A concise field guide for operators is provided by industry research organizations.
How severe is the AI attribution gap, and how can teams close it?
The gap exists because platform dashboards credit trackable clicks, yet buyers increasingly discover brands through AI answer engines, word of mouth, and other dark-funnel moments. According to Funnel.io, even AI-enhanced attribution "operates on observed or modeled click and impression paths and cannot judge performance across channels."
Teams are closing the gap with a four-layer stack:
- First-party data spine - server-side tracking, conversion APIs, unified CRM
- Marketing mix modeling (MMM) - for cross-channel and offline impact
- Incrementality tests - geo-holdouts and audience holdouts to prove cause
- AI visibility measurement - track branded-search lift, share of AI citations, and self-reported attribution
A practical walkthrough is outlined by Dataslayer.
Why are LinkedIn personal profiles now outperforming company pages?
Data shows personal profiles are generating far more reach than company pages, underscoring a broader move toward expertise-led and AI-mediated distribution. Algorithms reward authentic, first-person knowledge, and audiences trust individual voices over institutional broadcasters. The consequence is that thought-leader content posted by a subject-matter expert often surfaces in feeds even when the same message from a brand account is throttled.
Implication: empower internal experts to publish consistently, syndicate high-performing posts back to the corporate page, and measure engagement at the profile level to stay visible.
With zero-click search continuing to grow, what metrics should replace CTR?

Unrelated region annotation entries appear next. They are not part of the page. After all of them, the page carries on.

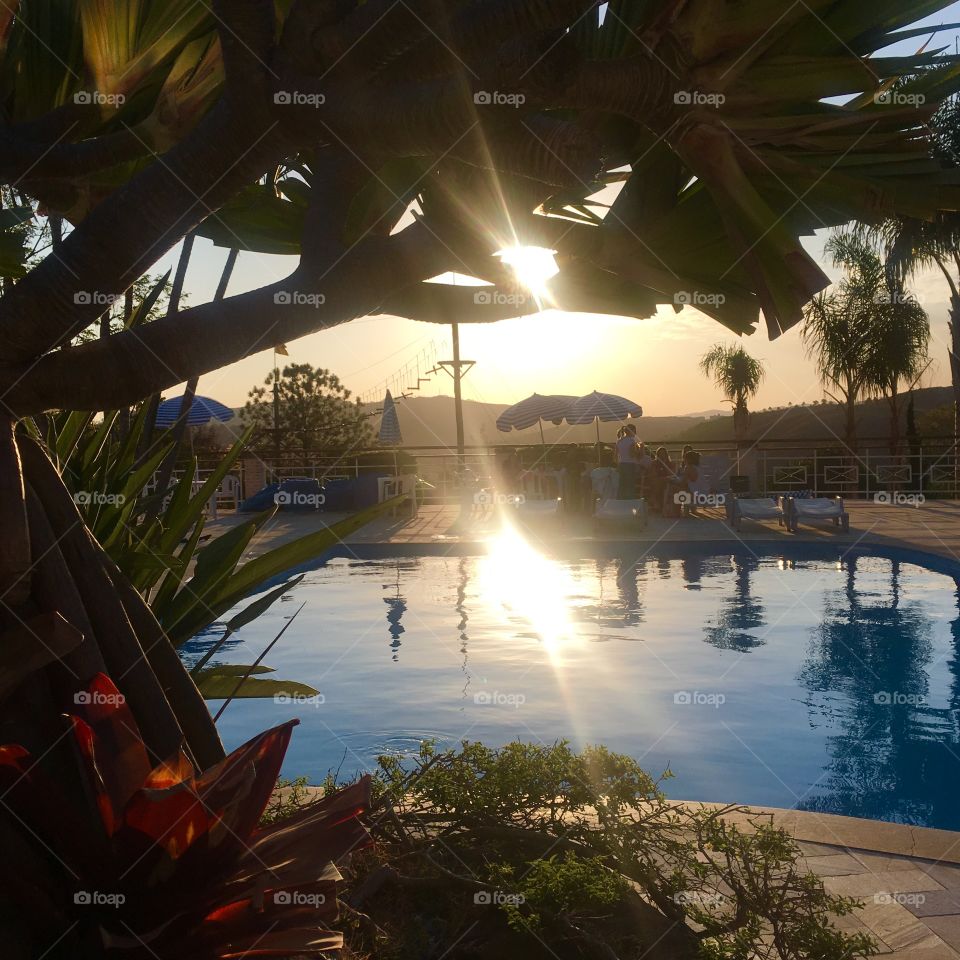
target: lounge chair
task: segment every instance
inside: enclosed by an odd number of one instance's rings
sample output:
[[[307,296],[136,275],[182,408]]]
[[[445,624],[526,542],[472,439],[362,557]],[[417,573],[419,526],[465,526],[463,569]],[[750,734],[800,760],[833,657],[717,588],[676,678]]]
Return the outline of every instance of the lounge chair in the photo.
[[[773,497],[731,497],[727,501],[728,519],[734,530],[740,529],[741,520],[776,520],[784,525],[783,507]]]
[[[593,514],[594,526],[601,523],[618,523],[621,526],[639,526],[643,529],[647,525],[646,500],[601,500]]]
[[[518,500],[515,509],[524,520],[533,520],[539,517],[556,517],[560,515],[563,501],[560,497],[549,500]]]
[[[844,533],[850,530],[850,514],[844,509],[843,497],[788,497],[787,529],[797,532],[800,521],[832,520]]]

When a significant portion of queries end without a click, traditional click-through rate loses meaning. Forward-looking teams now track:
- Share of AI citations inside answer boxes and Discover
- Branded-search lift following an AI overview appearance
- Self-reported attribution in lead-capture forms
- Incremental lift in assisted conversions measured via holdout tests
These indicators capture influence rather than traffic, aligning measurement with the reality that users often convert minutes or days after an answer-only interaction with the brand.